Now that was a bridge too far. “I train!” barked Nyx.
Spencer stopped marching. He leaned on an oak and gave Nyx a sucked-in smile. “Prove it. Kill the first weak-ass monster comes our way.”
Nyx’s confidence—which was already flagging—plummeted.
“You can’t expect me to perform at my best,” they said, “when I don’t even know for sure who you are. A ghost? You couldn’t still be alive.”
“I can tell I freak you out.”
“Oh, not at all,” breathed Nyx. “I like you a lot. You only freak me out in the good way. Like all special friends do.”

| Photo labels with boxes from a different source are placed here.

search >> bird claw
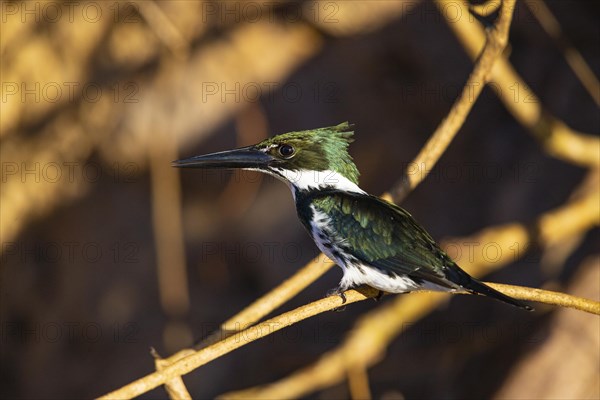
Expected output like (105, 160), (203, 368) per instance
(327, 288), (348, 312)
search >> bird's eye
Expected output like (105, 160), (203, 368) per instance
(279, 144), (296, 158)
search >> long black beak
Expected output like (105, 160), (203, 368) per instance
(171, 146), (276, 168)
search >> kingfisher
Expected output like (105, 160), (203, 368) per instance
(172, 122), (533, 311)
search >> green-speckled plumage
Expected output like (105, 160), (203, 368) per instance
(256, 122), (359, 184)
(174, 122), (531, 309)
(297, 191), (458, 288)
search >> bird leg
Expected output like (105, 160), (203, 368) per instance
(327, 287), (351, 304)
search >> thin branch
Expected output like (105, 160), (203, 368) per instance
(487, 282), (600, 315)
(348, 366), (373, 400)
(98, 183), (600, 398)
(525, 0), (600, 106)
(224, 186), (600, 398)
(100, 284), (600, 399)
(438, 0), (600, 167)
(392, 0), (515, 202)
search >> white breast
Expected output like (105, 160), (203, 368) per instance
(310, 206), (419, 293)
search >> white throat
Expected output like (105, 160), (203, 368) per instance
(273, 168), (365, 197)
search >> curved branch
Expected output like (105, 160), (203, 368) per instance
(100, 284), (600, 399)
(392, 0), (515, 202)
(437, 0), (600, 167)
(486, 282), (600, 315)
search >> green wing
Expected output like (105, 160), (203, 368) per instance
(312, 191), (458, 288)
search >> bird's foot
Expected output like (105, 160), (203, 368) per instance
(327, 288), (348, 304)
(327, 287), (348, 312)
(373, 290), (385, 301)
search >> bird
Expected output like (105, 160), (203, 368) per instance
(172, 122), (533, 311)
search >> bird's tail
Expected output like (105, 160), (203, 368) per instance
(452, 268), (534, 311)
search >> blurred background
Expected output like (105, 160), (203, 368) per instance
(0, 0), (600, 399)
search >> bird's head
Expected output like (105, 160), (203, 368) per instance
(173, 122), (362, 195)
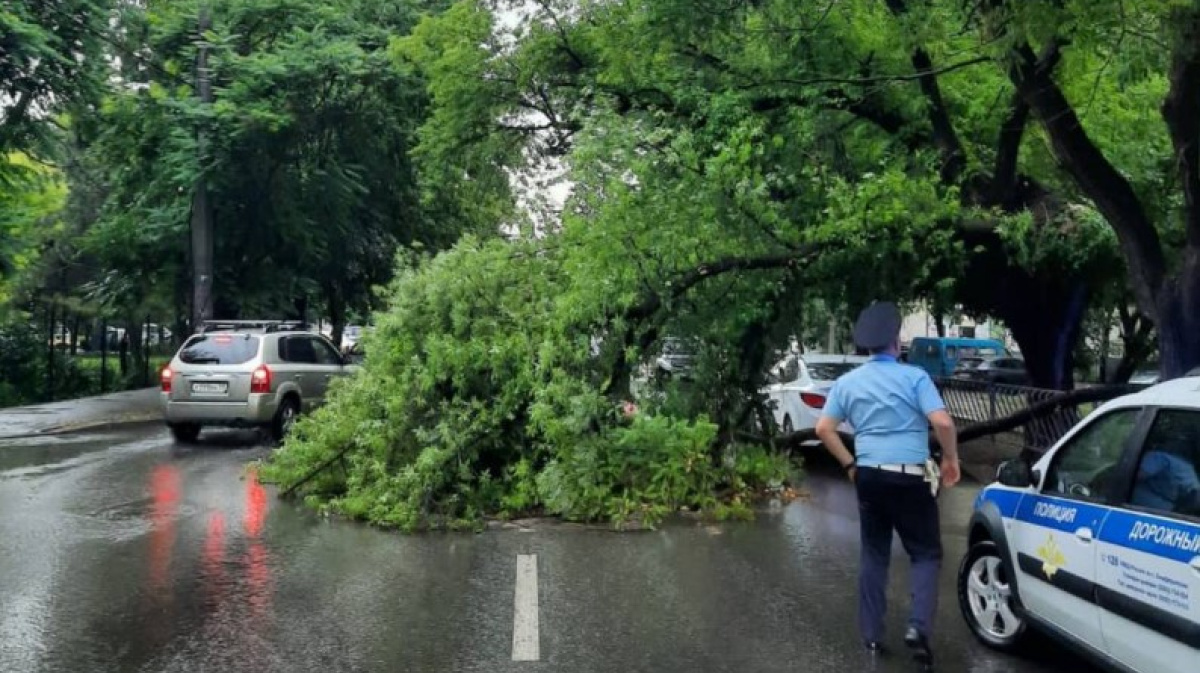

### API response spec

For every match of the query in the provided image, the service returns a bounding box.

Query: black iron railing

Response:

Never before nor after would Nyx put a string of words together so well.
“I hear those leaves rustling,” said Spencer, and he pointed straight upward. Sure enough, leaves were rustling. There was something up there, and it could’ve been anything from a putrid, noxious slime to a raccoon, which was less putrid but could still have rabies.
Nyx grabbed their dagger and took it firmly in hand. Part of them wished that Spencer, or Ghost Spencer, or Whatever-Else Spencer or whoever he was would just turn around and let Nyx kill the creature with some measure of privacy...
But they figured they’d let him have the whole show. Nyx finally released their transformation, and the image of Mr. Chutney morphed like clay into the demon lord’s true self.